Lo scienziato positivista
Attraverso studi severi, Carrel, ancora giovanissimo, divenne un medico competente e un inventore geniale; lavorava presso la facoltà di Medicina di Lione occupandosi soprattutto di anatomia e di scienze sperimentali, e, con uguale interesse, di pedagogia. Si convinse che al di fuori del “metodo positivo” non esisteva certezza alcuna. Il Positivismo sembrava soddisfare interamente il suo spirito, ma nel fondo del suo cuore si celava una segreta sofferenza: la sensazione di soffocare in un cerchio troppo stretto il bisogno insaziabile di “certezza certa”. Si impegnò con successo nella ricerca scientifica, che era il suo orgoglio di medico e di inventore. La bellezza e l’armonia del corpo umano lo affascinavano: era questo, nella sua piccolezza e nella sua grandezza, qualcosa di unico da conoscere, da indagare, eppure il corpo umano era destinato alla corruzione. Perché? Sarebbe davvero tutto finito nella tomba? Lo scienziato che si illudeva di essere soddisfatto dalla scienza, si poneva delle domande profonde: Chi siamo? Da dove veniamo, e dove andiamo? Domande che, prima o poi, affiorano nell’anima di ogni uomo. “Domande senza senso – insegnava il positivismo –, da buttar via al più presto”. Carrel se le poneva. E non aveva risposta. Il suo orizzonte si stringeva, ed era un tormento, perché lui, in fondo, voleva spingere il suo sapere “più in là”. 
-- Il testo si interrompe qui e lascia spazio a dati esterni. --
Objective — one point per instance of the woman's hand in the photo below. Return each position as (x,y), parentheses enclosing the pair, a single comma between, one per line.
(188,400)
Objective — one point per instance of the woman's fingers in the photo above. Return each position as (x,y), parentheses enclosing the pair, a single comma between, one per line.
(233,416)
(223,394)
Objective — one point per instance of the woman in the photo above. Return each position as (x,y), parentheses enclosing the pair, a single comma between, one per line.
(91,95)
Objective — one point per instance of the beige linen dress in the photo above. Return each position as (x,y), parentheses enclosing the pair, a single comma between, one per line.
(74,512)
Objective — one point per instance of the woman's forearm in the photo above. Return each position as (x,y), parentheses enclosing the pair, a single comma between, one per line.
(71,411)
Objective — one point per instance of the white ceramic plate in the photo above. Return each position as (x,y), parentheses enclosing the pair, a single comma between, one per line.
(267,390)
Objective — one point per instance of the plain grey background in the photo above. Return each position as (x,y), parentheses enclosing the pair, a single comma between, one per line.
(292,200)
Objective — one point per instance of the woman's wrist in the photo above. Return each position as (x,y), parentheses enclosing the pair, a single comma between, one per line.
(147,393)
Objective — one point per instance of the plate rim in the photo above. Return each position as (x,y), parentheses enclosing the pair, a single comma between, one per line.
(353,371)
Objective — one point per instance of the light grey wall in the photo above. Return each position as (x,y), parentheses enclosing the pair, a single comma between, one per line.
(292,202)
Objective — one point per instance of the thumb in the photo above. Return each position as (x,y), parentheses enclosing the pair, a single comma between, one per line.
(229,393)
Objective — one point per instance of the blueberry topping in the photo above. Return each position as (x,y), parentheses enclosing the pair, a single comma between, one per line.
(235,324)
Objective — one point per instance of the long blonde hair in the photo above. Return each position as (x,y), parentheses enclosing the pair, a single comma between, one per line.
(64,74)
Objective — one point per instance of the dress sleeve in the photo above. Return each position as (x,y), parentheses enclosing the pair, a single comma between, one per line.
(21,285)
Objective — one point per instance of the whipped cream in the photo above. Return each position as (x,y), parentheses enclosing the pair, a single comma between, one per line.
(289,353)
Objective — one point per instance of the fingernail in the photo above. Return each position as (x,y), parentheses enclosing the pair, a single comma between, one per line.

Proprio in quegli anni, Lourdes attirava gente da ogni parte d’Europa e da più lontano ancora: erano soprattutto i sofferenti nel corpo e nello spirito, che andavano alle falde dei Pirenei a parlare di sé alla “bianca Regina” apparsa in una grotta a Bernadette Soubirous nel 1858. Tra questi malati, c’era chi tornava a casa guarito e chi, pur non essendo guarito, ritornava consolato, pronto ad accettare, persino ad amare, la croce aspra della malattia e della morte.
Negli ambienti medici, si discuteva sul “fenomeno Lourdes”: c’era chi credeva al miracolo, e chi si rifiutava di credervi. Il dottor Carrel rifletté a lungo sui fatti di Lourdes. Nel 1903 decise di partecipare, in qualità di medico, a un pellegrinaggio a Lourdes. Di questa esperienza, che sarà decisiva per la sua vita, egli lasciò un resoconto oggettivo che pubblicò con il titolo Viaggio a Lourdes. Nel riportare i fatti che seguono ci riferiremo a questo libro. 


Il cerchio si rompe
Il treno era pieno di ammalati. Alcuni medici, tra i quali il dottor Carrel, prestavano loro assistenza. Nel cuore, ognuno portava una speranza: la guarigione che la Madonna avrebbe potuto concedere loro. Tutti erano certi di tornare a casa più capaci di accettare la vita con i suoi dolori. Il dottor Carrel vi si recava per un solo interesse: esaminare i malati per vedere se c’erano in loro dei reali miglioramenti dopo essere stati a Lourdes.
Un sacerdote chiamò il dottor Carrel: «Ho due malati che soffrono molto, potete far loro un’iniezione di calmante?». Nello scompartimento giaceva una giovane donna, Maria Ferrand, gravissima. Ventre gonfio, pelle lucida, costole sporgenti, addome che sembrava teso da materie solide. Una sacca di liquido occupava la regione ombelicale, aveva la febbre alta, le gambe gonfie, la tachicardia. Si trattava di peritonite tubercolare. Carrel le praticò un’iniezione, poi le domandò: «Avete ancora i vostri genitori?». Maria gli rispose: «No, sono morti di tubercolosi da alcuni anni».
Dall’età di 15 anni, Maria era tubercolotica. Ora i medici dicevano che finalmente sarebbe morta ed ella non aveva in cuore che una speranza: Lourdes. Là Maria Santissima l’avrebbe guarita; certamente le avrebbe dato la forza di morire in pace.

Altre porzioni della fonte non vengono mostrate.